For years, nine banned oil paintings by D.H. Lawrence hung in a back office of the Hotel La Fonda de Taos. Reproductions of those forbidden paintings now hang behind a curtain in the hotel’s conference room.
Painted during the height of Lawrence’s infamy following the publication of his erotic novel, Lady Chatterley’s Lover, the nine works were among the twelve originally exhibited at the Dorothy Warren Gallery of London in 1929. Not surprisingly, given his reputation, local authorities soon confiscated the paintings and labeled them obscene.
Lawrence was offered two choices: remove the paintings from England forever or have them destroyed. He chose the former, and thus began their unlikely journey to the American Southwest.
Lawrence sent the paintings to his home of Vence, France, where they remained until his death in 1930. Frieda, his widow, subsequently moved to New Mexico with the banned paintings in tow. A decade earlier the American patroness Mabel Dodge Sterne Luhan had invited Lawrence and Frieda to Taos with the goal of convincing the author to write about the area. While that book never happened, she did convince him to stay awhile with a sweet deal—swapping a 160-acre ranch for the manuscript of Sons and Lovers.

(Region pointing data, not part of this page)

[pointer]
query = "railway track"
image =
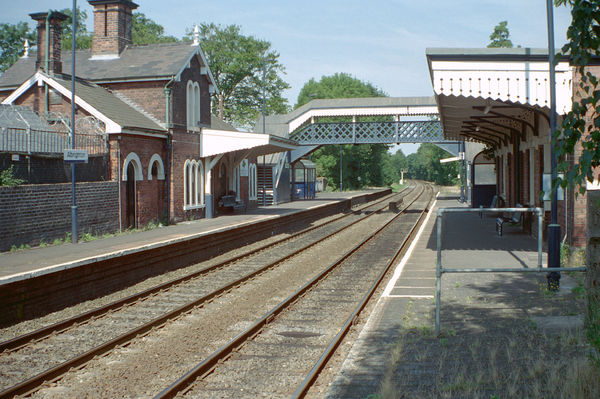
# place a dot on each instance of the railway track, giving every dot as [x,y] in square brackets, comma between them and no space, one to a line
[82,338]
[299,335]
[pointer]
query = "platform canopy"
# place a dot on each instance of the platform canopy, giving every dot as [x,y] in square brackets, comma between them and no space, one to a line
[486,95]
[216,142]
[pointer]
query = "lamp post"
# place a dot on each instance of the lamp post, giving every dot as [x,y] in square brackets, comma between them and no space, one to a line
[554,228]
[264,110]
[74,233]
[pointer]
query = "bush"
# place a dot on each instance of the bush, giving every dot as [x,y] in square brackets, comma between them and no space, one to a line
[7,178]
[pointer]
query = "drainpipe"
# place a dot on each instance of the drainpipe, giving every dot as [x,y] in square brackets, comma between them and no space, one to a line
[47,60]
[169,144]
[119,179]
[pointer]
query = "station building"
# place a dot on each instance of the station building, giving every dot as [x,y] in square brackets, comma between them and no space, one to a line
[151,105]
[501,97]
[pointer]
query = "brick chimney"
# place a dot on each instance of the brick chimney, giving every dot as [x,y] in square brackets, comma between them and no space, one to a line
[49,40]
[112,27]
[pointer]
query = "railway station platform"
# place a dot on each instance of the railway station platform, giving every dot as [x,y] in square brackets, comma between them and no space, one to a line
[38,261]
[473,306]
[38,281]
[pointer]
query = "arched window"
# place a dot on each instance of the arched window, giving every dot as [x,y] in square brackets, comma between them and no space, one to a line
[134,159]
[190,105]
[252,182]
[196,105]
[193,184]
[200,180]
[156,163]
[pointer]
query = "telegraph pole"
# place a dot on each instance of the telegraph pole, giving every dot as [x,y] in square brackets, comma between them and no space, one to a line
[554,228]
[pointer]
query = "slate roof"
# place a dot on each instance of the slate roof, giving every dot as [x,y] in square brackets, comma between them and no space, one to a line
[218,124]
[154,61]
[109,105]
[21,117]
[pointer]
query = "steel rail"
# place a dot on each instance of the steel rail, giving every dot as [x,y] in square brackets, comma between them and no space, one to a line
[207,365]
[337,340]
[31,384]
[25,339]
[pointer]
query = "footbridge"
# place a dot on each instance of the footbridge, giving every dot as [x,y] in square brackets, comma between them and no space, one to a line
[375,120]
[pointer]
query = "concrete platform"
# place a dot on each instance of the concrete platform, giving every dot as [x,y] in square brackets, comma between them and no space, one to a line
[471,303]
[25,264]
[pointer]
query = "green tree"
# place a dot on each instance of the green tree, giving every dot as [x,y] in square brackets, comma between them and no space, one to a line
[83,39]
[12,40]
[362,165]
[500,36]
[146,31]
[236,62]
[339,85]
[578,139]
[425,165]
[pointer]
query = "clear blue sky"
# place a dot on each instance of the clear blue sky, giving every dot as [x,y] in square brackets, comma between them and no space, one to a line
[379,41]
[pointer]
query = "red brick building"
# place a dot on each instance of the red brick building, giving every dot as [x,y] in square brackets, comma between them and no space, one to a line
[173,159]
[501,98]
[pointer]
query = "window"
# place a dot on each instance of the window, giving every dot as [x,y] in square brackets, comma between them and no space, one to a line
[193,105]
[252,182]
[190,105]
[193,184]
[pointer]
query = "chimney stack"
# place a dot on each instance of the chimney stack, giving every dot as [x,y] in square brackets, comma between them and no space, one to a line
[112,27]
[49,40]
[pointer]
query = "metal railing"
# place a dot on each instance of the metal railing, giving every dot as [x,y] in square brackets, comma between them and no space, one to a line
[41,141]
[440,270]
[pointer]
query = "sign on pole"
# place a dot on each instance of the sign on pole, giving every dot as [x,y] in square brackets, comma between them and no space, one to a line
[75,156]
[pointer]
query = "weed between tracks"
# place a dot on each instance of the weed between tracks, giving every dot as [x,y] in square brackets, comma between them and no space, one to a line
[505,357]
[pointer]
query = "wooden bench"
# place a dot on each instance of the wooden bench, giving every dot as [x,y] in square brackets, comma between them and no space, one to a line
[512,218]
[229,201]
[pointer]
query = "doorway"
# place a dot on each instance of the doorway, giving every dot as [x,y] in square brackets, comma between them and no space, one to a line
[130,198]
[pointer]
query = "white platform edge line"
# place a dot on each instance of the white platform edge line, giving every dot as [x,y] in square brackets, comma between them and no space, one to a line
[400,267]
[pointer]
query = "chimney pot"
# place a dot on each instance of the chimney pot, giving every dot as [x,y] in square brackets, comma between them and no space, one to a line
[112,27]
[51,36]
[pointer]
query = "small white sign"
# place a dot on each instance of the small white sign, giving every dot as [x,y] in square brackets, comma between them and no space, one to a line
[244,168]
[76,156]
[547,187]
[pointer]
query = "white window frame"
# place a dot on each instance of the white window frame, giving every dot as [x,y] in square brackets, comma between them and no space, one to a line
[196,105]
[252,182]
[193,185]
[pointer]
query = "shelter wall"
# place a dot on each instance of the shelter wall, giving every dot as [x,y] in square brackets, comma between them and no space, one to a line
[30,214]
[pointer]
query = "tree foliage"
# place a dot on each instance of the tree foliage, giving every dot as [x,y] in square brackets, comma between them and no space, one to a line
[237,63]
[146,31]
[83,39]
[362,165]
[425,165]
[500,36]
[339,85]
[583,43]
[12,40]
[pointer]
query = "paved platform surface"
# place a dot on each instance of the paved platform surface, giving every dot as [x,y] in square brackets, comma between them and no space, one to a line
[471,303]
[27,263]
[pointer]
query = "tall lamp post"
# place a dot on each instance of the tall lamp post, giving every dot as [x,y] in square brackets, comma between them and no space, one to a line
[554,228]
[74,233]
[264,110]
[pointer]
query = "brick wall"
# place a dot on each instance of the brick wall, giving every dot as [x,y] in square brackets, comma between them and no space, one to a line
[151,194]
[150,96]
[36,169]
[32,213]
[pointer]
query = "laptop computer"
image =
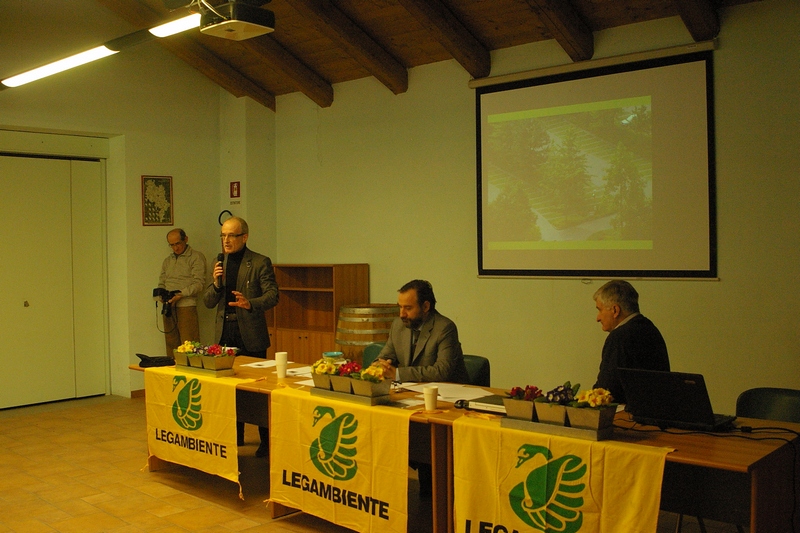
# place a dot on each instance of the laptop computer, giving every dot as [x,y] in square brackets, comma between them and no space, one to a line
[671,400]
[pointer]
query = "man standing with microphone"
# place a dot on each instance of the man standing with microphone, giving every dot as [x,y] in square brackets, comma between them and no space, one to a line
[243,288]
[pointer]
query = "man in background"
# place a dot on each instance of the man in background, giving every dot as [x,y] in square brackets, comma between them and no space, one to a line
[633,340]
[423,344]
[243,288]
[183,273]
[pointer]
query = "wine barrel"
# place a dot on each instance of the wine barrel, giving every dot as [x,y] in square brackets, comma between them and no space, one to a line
[362,324]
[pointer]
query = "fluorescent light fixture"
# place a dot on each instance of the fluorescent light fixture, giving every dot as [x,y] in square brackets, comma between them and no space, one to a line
[111,47]
[58,66]
[176,26]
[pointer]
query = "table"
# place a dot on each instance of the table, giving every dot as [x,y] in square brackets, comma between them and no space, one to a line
[729,477]
[714,476]
[430,443]
[718,477]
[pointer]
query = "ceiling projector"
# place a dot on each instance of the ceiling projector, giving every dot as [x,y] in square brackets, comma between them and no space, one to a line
[236,20]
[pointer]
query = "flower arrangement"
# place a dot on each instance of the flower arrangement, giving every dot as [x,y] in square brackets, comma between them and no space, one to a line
[594,398]
[373,373]
[324,366]
[189,347]
[562,395]
[350,369]
[529,393]
[220,351]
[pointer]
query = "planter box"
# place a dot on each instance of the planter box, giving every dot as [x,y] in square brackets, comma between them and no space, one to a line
[585,418]
[551,413]
[217,363]
[180,358]
[341,384]
[520,409]
[322,381]
[368,388]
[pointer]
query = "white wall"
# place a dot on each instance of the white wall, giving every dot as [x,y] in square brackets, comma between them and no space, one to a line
[390,180]
[163,119]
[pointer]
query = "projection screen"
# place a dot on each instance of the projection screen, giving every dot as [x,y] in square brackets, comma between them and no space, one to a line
[599,173]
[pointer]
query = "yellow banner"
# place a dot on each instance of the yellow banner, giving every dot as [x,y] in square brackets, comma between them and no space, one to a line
[343,462]
[511,480]
[191,420]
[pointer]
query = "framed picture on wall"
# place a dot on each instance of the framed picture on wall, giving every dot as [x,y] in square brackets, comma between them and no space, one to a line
[157,201]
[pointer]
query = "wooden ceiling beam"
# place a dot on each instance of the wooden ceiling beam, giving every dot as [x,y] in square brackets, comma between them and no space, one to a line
[452,34]
[566,27]
[193,53]
[338,27]
[305,79]
[700,18]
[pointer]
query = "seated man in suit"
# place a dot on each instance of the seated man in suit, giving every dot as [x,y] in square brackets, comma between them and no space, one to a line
[423,344]
[633,340]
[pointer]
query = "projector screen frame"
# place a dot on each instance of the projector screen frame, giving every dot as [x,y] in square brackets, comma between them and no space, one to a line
[707,272]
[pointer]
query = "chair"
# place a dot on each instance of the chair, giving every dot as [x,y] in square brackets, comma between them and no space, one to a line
[766,403]
[371,352]
[478,370]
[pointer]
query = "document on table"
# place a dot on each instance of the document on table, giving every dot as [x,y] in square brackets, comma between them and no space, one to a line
[303,371]
[262,364]
[448,392]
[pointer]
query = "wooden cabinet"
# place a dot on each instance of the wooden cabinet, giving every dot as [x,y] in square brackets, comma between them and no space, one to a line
[304,321]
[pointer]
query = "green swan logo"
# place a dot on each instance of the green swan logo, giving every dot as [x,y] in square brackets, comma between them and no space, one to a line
[334,451]
[548,499]
[186,408]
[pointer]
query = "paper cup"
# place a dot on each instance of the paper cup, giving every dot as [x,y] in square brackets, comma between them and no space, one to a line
[431,393]
[280,364]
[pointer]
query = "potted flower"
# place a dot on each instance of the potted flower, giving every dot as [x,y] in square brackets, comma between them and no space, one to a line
[592,409]
[370,382]
[519,403]
[218,357]
[551,408]
[181,353]
[342,379]
[321,372]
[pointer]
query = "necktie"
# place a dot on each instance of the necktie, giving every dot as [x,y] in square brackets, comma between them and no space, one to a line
[414,337]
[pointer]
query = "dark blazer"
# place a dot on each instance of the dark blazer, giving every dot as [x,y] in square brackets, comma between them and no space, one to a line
[635,344]
[256,281]
[437,356]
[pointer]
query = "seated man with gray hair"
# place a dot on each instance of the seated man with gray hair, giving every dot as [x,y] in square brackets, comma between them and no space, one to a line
[633,340]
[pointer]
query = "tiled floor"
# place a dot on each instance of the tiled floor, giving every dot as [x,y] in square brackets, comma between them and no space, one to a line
[80,467]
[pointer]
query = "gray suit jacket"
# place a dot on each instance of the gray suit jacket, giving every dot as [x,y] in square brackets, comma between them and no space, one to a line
[256,281]
[437,356]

It was to this ranch that Frieda returned, and when she died in 1956, her third husband sold the paintings to the local owner of the Hotel La Fonda de Taos, Saki Karavas. Karavas, in turn, kept the paintings in his hotel office until his death in 1996.
Know Before You Go
To view the reproduction paintings and listen to a pre-recorded tour, you'll need to pay the front-desk staff $5 per person. Depending on your timing, there could be a wait or the conference room could be in use, so consider calling ahead. Don't pull the curtain on your own. Postcards are also available at the front desk - $2 - a great souvenir!